- Born: 2 May 1942 (age 83) Chhaun, Azamgarh, Uttar Pradesh, India
- Occupation(s): Historian, Professor, Quranic Scholar, Islamic Scholar

= Ishtiyaq Ahmad Zilli =

Historian, Islamic, Quranic scholar and retired professor

Prof. Ishtiyaq Ahmad Zilli (born 2 May 1942) is a historian, Islamic, Quranic scholar and professor (retired) at Aligarh Muslim University, Aligarh, India.
He is director/secretary of Darul Musannefin Shibli Academy, Azamgarh, India since 2008 and president of Idarah Ulumul Quran (www.alquran.in) Aligarh, India since 1984. His latest book is Tarikh-I-Firoz Shahi.

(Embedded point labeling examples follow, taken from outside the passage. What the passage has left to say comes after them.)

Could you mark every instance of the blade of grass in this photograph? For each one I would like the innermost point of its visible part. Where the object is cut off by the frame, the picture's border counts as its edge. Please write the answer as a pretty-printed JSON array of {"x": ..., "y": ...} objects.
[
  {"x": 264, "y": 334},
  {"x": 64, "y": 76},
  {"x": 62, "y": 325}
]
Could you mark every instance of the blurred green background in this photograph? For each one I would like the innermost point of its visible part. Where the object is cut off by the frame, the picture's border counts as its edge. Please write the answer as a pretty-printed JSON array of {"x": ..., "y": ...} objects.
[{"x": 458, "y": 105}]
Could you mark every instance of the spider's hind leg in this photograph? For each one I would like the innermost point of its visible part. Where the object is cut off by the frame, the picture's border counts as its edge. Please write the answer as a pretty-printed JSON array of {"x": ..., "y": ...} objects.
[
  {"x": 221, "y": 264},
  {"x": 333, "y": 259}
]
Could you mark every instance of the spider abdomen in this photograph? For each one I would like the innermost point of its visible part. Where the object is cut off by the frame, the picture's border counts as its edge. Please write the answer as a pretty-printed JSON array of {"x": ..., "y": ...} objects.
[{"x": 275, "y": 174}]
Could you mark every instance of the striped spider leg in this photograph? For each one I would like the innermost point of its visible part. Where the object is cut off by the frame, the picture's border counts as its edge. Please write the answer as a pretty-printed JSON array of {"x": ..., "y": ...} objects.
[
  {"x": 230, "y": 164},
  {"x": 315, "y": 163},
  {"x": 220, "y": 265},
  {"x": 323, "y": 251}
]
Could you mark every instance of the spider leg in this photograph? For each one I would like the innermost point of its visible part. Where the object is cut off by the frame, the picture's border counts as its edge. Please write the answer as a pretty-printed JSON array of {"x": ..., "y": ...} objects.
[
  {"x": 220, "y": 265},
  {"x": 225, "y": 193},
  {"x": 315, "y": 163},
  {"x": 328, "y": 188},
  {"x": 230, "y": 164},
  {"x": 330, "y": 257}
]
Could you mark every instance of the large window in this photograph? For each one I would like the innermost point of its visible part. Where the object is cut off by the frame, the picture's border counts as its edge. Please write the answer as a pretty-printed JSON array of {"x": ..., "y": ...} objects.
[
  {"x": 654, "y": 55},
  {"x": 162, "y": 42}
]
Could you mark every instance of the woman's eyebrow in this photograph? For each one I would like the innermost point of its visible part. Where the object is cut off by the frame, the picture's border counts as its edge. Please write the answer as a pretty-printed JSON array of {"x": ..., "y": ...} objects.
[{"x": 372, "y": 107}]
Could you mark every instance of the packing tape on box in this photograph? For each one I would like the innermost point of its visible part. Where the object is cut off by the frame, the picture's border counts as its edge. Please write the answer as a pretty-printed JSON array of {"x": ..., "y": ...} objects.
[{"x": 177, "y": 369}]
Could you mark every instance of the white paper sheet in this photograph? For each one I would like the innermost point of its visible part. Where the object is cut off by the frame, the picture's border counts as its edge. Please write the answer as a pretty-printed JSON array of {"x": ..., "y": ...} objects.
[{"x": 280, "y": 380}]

His previous book was The Mughal State and Culture 1556-1598: Selected Letters and Documents from Munshaat Namakin. He is an alumnus of Madrasatul Islah (Saraimir), Madina University, Lucknow University and Aligarh Muslim University, from where he did his MA, M.Phil. and PhD in history. He retired as a professor of history, Centre of Advanced Study, Aligarh Muslim University. He was editor of Ma'arif for more than 10 years. Maarif is longest publishing Urdu monthly published continuously since July 1916 (www.shibliacademy.org).